When Curtis showed up on the set of Halloween, there was no easing into it. “Right away we were working,” she recalled. “There was no gentle entry.”

Her first scenes as Laurie were filmed on the very first day, the “speed kills” walk-and-talk sequence with her friends, the introduction of little Tommy Doyle, and that now-iconic moment where Laurie strolls down the quiet suburban street singing to herself.

It was a whirlwind start for the young actress, who was just beginning her film career. “The last thing we shot that day was me walking down the street, away from Tommy Doyle, singing the little song,” Curtis remembered.

“I remember saying to John, very clearly, I remember saying, ‘So, what do you want me to sing?’ He said, ‘Well, just make up a song.’ I said, ‘I don’t sing. Really don’t sing.’ He said, ‘Well, it doesn’t matter. It’s like an internal monologue—she’s not belting a country-and-western tune.’”

So she made it up on the spot. That soft, haunting little tune, “I wish I had you all alone…”, became one of the most memorable moments in Halloween. Looking back, Curtis called it “incredibly poignant” and credited Debra Hill, the film’s co-writer and producer, with capturing Laurie’s innocence and quiet longing.

But when the cameras stopped rolling, Curtis’s nerves kicked in. She went home that night to the house she shared with her roommate, hairdresser Tina Cassidy, and tried to process the day. The phone rang. Cassidy picked it up, turned to her, and said, “Jamie, it’s John Carpenter.”

For Curtis, that was the moment her stomach dropped. “In my day, and I’m sure it happens now, people get fired after their first day of work,” she explained. “You know, the director thinks about it and goes, ‘Uh, I made a mistake.’ That’s why I remember this slow walk over to the phone and doing that thing of like, ‘Um, hello?’”

Then came Carpenter’s Kentucky drawl on the other end of the line. “Hey, darlin’, it’s John. I just wanna tell ya how happy I am and how fantastic you were today. I just know it’s gonna be amazing.”

As you can imagine, the reassurance meant everything. “That just doesn’t happen. And that was all John Carpenter. That’s how it began.”

It’s a story that perfectly captures the spirit of Halloween and the partnership between Carpenter and Curtis. They were both young and hungry, taking a chance on a low-budget horror movie that no one expected to change the industry.
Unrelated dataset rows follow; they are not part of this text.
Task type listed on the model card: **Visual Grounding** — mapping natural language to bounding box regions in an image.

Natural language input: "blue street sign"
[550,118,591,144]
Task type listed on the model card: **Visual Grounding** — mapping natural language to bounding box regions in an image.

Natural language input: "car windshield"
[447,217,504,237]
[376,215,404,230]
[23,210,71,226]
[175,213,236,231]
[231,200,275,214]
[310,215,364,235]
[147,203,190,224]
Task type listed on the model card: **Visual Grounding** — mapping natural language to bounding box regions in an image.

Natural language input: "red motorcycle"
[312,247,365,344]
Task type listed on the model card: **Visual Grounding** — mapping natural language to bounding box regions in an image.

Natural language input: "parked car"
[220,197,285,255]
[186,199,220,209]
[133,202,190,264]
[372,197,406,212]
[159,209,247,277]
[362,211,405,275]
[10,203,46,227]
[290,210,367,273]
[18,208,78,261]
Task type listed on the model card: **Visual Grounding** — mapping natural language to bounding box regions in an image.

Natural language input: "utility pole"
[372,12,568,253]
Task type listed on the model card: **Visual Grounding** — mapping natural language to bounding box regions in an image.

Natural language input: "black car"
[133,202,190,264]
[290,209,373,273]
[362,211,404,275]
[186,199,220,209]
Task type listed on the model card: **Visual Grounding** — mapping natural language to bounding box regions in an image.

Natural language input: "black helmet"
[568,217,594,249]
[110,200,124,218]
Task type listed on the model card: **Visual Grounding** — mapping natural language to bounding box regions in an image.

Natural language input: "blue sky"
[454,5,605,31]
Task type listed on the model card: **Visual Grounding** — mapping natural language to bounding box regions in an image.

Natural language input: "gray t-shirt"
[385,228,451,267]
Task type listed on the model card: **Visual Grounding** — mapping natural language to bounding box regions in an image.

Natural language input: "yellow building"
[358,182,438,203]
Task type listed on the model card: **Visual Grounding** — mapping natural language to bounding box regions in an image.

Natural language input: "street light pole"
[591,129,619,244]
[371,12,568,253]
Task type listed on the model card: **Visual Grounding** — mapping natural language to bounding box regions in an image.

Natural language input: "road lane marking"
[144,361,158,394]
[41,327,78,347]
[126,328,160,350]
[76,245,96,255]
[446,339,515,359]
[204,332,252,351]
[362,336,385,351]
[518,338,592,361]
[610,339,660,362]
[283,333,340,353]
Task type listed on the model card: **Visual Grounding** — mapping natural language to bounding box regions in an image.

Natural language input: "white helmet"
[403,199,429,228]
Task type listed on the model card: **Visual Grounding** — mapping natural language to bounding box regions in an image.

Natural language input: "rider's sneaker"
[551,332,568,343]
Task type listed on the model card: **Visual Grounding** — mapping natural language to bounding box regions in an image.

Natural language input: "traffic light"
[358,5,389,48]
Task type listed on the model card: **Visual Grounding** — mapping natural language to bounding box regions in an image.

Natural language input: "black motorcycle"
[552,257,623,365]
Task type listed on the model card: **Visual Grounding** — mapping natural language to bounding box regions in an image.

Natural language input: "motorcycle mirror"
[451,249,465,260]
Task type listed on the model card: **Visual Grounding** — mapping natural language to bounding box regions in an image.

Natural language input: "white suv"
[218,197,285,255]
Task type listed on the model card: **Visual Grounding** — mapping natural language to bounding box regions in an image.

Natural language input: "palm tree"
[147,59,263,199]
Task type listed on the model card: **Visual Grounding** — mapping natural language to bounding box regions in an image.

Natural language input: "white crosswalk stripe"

Curtis poured her heart into the role, unsure if she’d even make it through the week. Carpenter, seeing something special in her, made sure she knew she belonged.

Decades later, Laurie Strode and Michael Myers have become two of the most iconic figures in horror history, returning in sequels, reboots, and legacy films. But it all started with that first day, a nervous young actress walking down a sunlit suburban street, singing a song she made up on the spot, thinking it might be her last day on set.

Instead, it became the beginning of a horror legend.